Just as for-profit college scams represent the dregs of a cesspool of debt pervading the higher education infrastructure, the scandalized schools’ forced arbitration clauses reflect an underlying pattern of economic predation: coercive arbitration agreements have curtailed access to civil courts for workers and consumers in many sectors, through contracts for employment and various financial services. Outside of higher education, Bob Shireman of the Century Foundation says via e-mail, “This proposed rule does not address the broader problem of forced arbitration undermining consumers’ rights and inviting abuse across the U.S. economy.”

Meanwhile, the grassroots economic-justice campaign Debt Collective, points out major shortcomings in the reform plans: DOE officials would have the final word on who is eligible for relief, exposing claimants to opaque and arbitrary reviews, with no guarantee of much-needed collective relief for all former students of major profiteers like Corinthian. Moreover, since the proposal is based on the federal Direct Loan program, some claimants under a parallel loan system, the Federal Family Education Loan Program, could face additional, potentially prohibitive eligibility requirements.
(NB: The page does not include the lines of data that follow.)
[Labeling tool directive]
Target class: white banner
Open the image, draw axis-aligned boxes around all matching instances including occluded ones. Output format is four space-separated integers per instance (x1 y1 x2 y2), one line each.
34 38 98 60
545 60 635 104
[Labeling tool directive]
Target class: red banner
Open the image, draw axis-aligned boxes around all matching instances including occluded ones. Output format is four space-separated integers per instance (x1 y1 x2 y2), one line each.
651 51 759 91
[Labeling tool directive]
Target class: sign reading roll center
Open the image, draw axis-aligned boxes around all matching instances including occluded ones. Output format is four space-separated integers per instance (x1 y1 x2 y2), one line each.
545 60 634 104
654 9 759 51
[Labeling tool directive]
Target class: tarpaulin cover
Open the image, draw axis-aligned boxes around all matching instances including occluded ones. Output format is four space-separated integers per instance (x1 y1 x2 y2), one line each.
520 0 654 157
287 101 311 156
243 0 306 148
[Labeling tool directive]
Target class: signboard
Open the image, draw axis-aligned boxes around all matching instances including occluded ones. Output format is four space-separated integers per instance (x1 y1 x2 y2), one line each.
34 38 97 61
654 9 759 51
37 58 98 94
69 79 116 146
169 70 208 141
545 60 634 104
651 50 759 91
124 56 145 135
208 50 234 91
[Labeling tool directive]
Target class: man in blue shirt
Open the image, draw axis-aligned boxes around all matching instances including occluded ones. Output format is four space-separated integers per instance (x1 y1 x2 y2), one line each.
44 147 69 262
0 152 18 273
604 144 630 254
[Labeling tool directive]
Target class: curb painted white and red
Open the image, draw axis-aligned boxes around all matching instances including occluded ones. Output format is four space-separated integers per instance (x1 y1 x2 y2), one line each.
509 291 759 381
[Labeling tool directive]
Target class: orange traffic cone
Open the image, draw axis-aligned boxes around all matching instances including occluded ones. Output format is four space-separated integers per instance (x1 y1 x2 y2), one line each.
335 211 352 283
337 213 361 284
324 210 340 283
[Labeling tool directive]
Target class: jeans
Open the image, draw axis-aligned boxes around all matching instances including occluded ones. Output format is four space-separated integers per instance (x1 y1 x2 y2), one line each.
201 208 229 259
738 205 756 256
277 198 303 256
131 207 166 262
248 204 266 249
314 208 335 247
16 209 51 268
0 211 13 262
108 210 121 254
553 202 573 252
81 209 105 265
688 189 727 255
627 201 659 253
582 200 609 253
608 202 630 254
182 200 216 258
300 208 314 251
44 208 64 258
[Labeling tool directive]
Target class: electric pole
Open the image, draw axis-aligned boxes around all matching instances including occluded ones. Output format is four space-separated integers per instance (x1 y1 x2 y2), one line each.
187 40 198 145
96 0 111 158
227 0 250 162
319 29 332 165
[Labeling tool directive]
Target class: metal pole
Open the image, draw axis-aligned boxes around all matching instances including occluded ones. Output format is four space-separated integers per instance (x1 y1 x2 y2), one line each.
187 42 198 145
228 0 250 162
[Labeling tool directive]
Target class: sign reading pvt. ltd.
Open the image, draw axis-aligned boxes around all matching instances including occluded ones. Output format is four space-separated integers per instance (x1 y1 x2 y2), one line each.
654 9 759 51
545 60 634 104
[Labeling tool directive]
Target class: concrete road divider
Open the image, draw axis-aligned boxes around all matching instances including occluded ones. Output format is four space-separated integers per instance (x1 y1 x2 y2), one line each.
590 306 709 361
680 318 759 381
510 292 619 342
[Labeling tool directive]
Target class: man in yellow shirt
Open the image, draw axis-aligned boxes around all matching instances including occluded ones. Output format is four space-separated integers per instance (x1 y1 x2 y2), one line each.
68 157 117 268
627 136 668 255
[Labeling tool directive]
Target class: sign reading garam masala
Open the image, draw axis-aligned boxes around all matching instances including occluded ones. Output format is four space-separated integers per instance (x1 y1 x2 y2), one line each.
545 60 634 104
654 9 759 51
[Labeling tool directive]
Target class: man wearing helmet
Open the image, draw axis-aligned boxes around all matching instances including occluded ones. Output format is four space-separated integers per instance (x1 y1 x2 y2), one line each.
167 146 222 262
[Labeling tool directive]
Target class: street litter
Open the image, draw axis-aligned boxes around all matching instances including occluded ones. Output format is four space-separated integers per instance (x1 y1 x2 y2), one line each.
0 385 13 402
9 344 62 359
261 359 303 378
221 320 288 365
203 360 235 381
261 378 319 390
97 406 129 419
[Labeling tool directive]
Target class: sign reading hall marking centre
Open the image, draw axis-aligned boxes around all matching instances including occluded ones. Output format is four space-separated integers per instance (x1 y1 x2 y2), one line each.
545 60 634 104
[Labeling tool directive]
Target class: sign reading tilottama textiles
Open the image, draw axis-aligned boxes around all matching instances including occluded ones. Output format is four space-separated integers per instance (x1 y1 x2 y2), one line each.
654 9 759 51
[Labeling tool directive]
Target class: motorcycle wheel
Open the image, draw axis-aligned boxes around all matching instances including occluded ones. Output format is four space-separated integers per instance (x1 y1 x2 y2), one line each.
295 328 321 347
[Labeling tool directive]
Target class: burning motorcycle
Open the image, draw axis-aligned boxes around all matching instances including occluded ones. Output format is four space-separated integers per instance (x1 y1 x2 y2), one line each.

The Debt Collective, which continues to campaign for justice for victims of for-profit college scams through direct-action campaigns and debt strikes, had long pressured DOE for a more robust, expansive Defense to Repayment process. The proposed rules are a step forward, but the group concludes, “we continue to believe that the Department is making it far too difficult for students to get the relief they are entitled to by law,” and vows to keep pressuring authorities to follow through on a plan that, so far, “amounts to little more than a loose statement of intention to do right by student debtors after decades of collaboration with corrupt for-profits.”

Meanwhile, the industry may start ballooning again. As New York magazine reports, some schools are still gearing up for a comeback:  The University of Phoenix, which has seen share prices fall by about 80 percent, is reportedly negotiating a new deal with a private equity firm. In the 2014-2015 school year, despite the scandals, for-profit higher-education institutions absorbed about one-fifth, or $16 billion of $96 billion, of total federal student-loan dollars.

So despite the flood of scandals, neither the government nor its client schools seem to have learned the lesson that the whole enterprise of for-profit higher education is both ethically bankrupt and financially unsustainable. But the aspiring students, veterans and working-class parents saddled with debt-soaked scam diplomas, learned the hard way. If there is any real redemption for this debtor class, it’s the movement their outrage has helped spawn. While profit-seeking institutions and their creditors, also known as our government, mete out another round of potentially toxic loans, a rising cadre of grassroots financial-justice activists continues mobilizing for a school system where a higher education is a social right, not a lifelong debt.